Mr de Róiste, who was elected to the mayoral role three weeks ago, said: “I’m going to be looking to do a lot of drilling down into those figures, particularly in the joint policing committee that we have on Monday with the Assistant Commissioner [Angela Willis].”

Asked whether he feels safe walking through the streets of Dublin, Mr de Róiste said “yes”, but added that “we can do a better job of making people feel safe”.

He said: “High-visibility policing is the key for people to feel safe or the perception to feel safe.

“What we need to do is have more of An Garda Síochána on our streets engaging communities. They’re so hard-pressed, they’re bouncing from call to call to call, and we need the passive policing of having guards on the streets and that makes people feel safer.

“Also, thugs, antisocial-behaviour gangs, whatever which way you want to put it, that are dragging down the name of this great city, they get less freedom to operate with more guards on the streets and with more visibility policing.”

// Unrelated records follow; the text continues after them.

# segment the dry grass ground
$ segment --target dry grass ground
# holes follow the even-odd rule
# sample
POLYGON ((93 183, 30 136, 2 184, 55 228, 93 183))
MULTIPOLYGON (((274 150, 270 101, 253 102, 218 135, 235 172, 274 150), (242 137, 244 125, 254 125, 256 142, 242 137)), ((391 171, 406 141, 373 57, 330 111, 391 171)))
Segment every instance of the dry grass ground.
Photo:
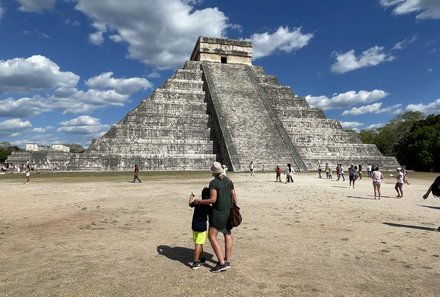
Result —
MULTIPOLYGON (((434 174, 371 181, 230 174, 243 223, 232 268, 191 270, 191 192, 208 172, 0 175, 0 296, 440 296, 434 174)), ((215 258, 215 257, 214 257, 215 258)))

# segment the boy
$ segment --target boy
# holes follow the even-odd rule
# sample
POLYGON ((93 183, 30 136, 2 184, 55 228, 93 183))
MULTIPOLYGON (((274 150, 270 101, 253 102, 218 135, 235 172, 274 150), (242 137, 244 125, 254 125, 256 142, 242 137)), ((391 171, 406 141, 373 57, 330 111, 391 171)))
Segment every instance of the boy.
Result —
MULTIPOLYGON (((194 207, 194 214, 192 217, 192 230, 194 240, 194 262, 191 265, 192 269, 198 269, 205 263, 205 257, 203 256, 203 245, 206 241, 206 230, 208 215, 211 215, 211 206, 197 204, 194 205, 194 194, 191 193, 188 200, 188 205, 194 207)), ((209 188, 202 190, 202 199, 209 199, 209 188)))

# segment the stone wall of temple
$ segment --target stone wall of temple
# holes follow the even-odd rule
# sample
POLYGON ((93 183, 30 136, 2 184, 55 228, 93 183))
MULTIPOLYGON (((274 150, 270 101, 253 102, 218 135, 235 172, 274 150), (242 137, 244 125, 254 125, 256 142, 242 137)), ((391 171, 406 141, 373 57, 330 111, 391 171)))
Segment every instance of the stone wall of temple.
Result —
POLYGON ((202 71, 188 61, 83 155, 76 170, 200 170, 216 160, 202 71))

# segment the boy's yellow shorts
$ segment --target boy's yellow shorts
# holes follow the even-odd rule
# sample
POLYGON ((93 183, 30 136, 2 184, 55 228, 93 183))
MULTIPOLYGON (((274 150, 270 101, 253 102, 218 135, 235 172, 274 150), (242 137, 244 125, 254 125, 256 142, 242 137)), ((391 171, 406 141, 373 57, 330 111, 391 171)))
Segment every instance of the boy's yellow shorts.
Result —
POLYGON ((194 243, 197 244, 205 244, 206 241, 206 231, 203 232, 197 232, 197 231, 193 231, 193 240, 194 243))

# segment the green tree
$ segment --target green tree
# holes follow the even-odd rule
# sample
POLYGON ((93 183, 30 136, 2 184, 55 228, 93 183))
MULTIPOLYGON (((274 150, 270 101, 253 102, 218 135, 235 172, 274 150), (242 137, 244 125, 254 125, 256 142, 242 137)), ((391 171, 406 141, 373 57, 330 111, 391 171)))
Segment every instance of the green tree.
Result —
POLYGON ((385 156, 395 156, 397 145, 405 138, 414 123, 424 118, 424 114, 418 111, 405 112, 381 128, 361 130, 359 138, 364 143, 375 144, 385 156))
POLYGON ((70 148, 71 153, 84 153, 85 149, 80 144, 64 144, 70 148))
POLYGON ((414 123, 397 146, 397 159, 409 169, 440 171, 440 115, 414 123))
POLYGON ((11 145, 9 142, 1 142, 0 144, 0 163, 4 163, 13 151, 20 150, 18 146, 11 145))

Mr de Róiste also said the use of social media makes it easier to draw attention to attacks in the city, and encouraged people who do share anti-social behaviour incidents to Instagram or Twitter to also report them to gardaí or Dublin City Council so that incidents can be investigated and tracked.

Coronavirus – Sun Aug 23, 2020
Fianna Fáil TD Jim O’Callaghan called for the garda retirement age to be increased. Photo: PA

Dublin TD Jim O’Callaghan said the retirement age for gardaí should be increased from 60 to 62, and people aged over 35 should be allowed to join the force.

“We have a problem with recruitment,” he told RTÉ radio.

“In fairness to Government, it has provided funding for 1,000 new gardaí this year. Last year we provided funding for 800; we were only able to recruit 300. This year, I’m afraid to say we won’t be able to recruit 1,000 new gardai.”

He said there were fewer than gardaí in Ireland, which was the same number as there had been 20 years ago.

He added: “I think we need to be clear: we’re always going to have some level of criminality in the inner city of all capital cities and major cities.

“The problem here is that there is a perception, and it is a reality, that there is a lawlessness in certain parts of the inner city.

“The only way that is going to be reduced is to have a serious garda presence there.”